Dal punto visivo, la storia in questione conferma l'evoluzione dello stile dylaniato di Ambrosini degli ultimi anni, anche sotto il profilo di un segno che si è fatto progressivamente "di sintesi", con una cupezza da xilografia espressionistica (parallela alla evoluzione del segno di un altro grande autore della testata, il disegnatore Piero Dall'Agnol), e che si sposa bene a queste storie più autoriali. Si noti, ad esempio, nella prima tavola, come il cielo "graffiato" dietro a Dylan in 5.i richiami la consueta resa dei bianchi "sporcati" nell'incisione classica su legno.
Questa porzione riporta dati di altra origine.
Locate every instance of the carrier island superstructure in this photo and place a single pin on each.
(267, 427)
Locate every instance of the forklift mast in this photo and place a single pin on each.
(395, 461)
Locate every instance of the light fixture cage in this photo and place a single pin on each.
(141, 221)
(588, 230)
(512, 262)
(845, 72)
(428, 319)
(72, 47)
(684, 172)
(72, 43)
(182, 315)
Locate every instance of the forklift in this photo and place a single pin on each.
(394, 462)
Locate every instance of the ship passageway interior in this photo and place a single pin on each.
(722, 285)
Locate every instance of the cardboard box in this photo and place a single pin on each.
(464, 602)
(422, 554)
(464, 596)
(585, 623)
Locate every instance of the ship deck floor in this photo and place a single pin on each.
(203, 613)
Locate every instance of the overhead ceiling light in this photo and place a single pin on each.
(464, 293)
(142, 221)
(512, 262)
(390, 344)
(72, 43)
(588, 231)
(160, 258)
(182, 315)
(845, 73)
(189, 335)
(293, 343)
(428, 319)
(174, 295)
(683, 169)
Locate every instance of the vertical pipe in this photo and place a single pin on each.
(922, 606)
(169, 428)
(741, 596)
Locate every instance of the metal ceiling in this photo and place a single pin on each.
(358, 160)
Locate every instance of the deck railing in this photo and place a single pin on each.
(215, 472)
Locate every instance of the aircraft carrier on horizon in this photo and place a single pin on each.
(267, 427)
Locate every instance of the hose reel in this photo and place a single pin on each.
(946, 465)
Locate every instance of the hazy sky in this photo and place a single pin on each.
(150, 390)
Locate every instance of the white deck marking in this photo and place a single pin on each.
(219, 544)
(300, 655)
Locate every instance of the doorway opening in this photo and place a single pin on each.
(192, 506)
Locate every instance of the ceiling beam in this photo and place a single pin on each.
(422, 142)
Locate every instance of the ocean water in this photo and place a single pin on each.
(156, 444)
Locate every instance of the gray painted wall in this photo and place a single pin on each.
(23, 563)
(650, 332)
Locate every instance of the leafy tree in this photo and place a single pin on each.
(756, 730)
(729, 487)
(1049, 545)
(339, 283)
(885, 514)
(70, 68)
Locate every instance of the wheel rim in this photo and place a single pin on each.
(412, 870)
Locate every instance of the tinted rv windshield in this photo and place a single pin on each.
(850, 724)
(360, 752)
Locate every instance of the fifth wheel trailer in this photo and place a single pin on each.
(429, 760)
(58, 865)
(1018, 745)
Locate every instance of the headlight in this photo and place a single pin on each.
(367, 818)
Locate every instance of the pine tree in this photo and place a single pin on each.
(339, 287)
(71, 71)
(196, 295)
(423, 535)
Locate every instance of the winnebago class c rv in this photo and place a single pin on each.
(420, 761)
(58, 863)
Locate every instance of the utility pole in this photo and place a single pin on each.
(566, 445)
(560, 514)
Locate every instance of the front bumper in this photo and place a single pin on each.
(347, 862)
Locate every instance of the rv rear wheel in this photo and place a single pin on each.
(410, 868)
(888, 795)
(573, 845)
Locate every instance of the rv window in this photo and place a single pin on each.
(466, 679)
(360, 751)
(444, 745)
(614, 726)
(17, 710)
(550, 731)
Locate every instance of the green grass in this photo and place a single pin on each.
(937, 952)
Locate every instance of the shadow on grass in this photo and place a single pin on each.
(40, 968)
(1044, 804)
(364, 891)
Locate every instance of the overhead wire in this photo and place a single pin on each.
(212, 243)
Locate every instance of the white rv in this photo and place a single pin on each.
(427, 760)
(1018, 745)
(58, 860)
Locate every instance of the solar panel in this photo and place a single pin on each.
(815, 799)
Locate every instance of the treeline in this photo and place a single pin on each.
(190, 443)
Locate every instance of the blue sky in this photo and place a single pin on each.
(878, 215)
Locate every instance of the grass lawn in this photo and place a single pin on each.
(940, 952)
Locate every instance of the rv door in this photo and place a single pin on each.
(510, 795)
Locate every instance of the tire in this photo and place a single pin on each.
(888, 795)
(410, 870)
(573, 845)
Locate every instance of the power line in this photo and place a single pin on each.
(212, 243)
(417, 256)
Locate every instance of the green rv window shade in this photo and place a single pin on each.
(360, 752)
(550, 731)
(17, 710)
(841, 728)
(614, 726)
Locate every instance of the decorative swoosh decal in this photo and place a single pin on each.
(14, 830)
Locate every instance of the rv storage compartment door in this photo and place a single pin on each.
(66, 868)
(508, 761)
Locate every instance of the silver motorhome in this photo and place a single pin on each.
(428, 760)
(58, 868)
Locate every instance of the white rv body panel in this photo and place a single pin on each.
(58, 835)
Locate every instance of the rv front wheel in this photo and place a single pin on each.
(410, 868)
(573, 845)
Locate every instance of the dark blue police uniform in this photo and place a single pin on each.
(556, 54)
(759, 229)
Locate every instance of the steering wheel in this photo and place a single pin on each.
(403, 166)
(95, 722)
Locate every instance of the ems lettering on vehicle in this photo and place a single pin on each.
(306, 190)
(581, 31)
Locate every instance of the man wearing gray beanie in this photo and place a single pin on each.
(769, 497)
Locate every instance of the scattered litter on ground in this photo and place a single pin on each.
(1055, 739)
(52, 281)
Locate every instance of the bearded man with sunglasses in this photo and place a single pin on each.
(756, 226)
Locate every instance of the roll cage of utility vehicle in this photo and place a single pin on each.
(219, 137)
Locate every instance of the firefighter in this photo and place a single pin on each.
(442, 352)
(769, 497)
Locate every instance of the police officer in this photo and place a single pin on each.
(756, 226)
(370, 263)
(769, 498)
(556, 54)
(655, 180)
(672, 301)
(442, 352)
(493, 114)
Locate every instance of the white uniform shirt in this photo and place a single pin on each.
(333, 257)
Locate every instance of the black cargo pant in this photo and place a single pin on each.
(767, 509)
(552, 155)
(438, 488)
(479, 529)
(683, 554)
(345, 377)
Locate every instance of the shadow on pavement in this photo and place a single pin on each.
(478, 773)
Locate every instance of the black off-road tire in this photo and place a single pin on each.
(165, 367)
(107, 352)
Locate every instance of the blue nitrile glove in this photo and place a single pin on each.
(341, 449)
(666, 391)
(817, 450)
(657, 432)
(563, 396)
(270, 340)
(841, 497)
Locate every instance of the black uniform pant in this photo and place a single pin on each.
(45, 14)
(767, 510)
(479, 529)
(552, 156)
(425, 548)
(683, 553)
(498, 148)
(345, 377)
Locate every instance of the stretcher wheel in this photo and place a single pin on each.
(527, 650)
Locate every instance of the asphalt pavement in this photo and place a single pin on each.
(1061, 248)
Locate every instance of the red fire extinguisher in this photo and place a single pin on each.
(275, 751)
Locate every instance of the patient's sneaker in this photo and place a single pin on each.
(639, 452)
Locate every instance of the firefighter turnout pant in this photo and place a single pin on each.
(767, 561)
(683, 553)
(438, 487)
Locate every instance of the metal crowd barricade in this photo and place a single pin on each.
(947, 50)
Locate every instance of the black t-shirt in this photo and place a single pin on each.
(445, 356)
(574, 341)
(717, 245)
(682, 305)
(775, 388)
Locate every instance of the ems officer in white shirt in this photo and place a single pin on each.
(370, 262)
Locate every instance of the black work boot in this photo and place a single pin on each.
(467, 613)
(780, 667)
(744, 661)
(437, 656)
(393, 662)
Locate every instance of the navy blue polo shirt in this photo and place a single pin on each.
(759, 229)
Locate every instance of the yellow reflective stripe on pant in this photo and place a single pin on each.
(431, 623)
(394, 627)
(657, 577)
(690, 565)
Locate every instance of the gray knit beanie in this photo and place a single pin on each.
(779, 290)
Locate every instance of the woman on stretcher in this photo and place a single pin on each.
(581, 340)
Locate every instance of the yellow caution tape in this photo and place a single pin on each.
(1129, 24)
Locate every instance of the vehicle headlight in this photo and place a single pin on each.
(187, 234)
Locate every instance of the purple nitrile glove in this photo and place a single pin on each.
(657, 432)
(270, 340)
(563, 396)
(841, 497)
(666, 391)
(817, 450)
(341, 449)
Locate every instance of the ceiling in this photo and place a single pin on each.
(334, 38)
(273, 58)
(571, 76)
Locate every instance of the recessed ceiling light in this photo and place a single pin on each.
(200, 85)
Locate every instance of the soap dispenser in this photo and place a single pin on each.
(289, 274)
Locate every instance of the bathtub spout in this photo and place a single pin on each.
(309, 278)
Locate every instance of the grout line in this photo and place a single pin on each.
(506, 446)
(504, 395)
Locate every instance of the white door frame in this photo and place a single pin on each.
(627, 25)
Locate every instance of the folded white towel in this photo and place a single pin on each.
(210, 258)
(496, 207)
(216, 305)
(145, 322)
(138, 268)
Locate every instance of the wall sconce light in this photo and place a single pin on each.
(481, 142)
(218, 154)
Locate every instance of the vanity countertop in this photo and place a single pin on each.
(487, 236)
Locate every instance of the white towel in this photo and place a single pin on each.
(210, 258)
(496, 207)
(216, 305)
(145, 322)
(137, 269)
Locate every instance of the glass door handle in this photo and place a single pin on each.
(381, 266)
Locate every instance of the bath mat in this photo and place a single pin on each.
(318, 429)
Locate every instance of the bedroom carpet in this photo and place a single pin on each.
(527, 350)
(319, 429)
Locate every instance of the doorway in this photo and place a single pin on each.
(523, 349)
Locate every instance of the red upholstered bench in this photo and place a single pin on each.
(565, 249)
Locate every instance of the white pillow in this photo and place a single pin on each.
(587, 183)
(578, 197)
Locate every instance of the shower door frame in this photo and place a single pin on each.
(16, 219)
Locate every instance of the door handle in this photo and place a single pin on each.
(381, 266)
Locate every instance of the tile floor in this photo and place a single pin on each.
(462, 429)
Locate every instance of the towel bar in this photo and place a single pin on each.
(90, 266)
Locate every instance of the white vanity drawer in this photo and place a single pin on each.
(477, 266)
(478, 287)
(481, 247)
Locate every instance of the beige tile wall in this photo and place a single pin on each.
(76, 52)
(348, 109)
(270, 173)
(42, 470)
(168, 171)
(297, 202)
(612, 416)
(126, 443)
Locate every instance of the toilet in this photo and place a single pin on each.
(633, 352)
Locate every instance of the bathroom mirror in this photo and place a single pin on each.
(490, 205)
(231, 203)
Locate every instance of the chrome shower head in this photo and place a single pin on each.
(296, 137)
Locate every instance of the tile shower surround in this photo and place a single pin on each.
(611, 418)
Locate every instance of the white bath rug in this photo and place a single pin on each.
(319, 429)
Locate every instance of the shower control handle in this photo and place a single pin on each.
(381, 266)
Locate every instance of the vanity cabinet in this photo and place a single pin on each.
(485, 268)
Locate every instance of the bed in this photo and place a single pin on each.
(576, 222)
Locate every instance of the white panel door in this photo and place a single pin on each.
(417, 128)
E la cosa ha un parallelo con una certa durezza "scolpita" dei volti, delle espressioni e dei corpi, da scultura lignea, con tutto ciò che implica anche in una certa voluta legnosità di espressione, che, a livello tematico, combacia con il tema di fondo del "teatrino di marionette", sia per la presenza dell'Arlecchino (e qui del Pulcinella), sia per il tema nichilistico di stampo quasi pirandelliano (la vita come teatro, teatro assurdo, tragico ma fondamentalmente buffo: il teatrino dei pupi del Maestro).

Si potrebbe chiaramente fare una analisi dell'albo soffermandosi solo su questo studio visivo (mi auguro che qualcuno lo faccia) e cercherò di dare riscontri sui punti dove incide più efficacemente sulla trama. Tuttavia, mi intriga molto soffermarmi sulla sottile tessitura anche "esoterica", a suo modo, della storia.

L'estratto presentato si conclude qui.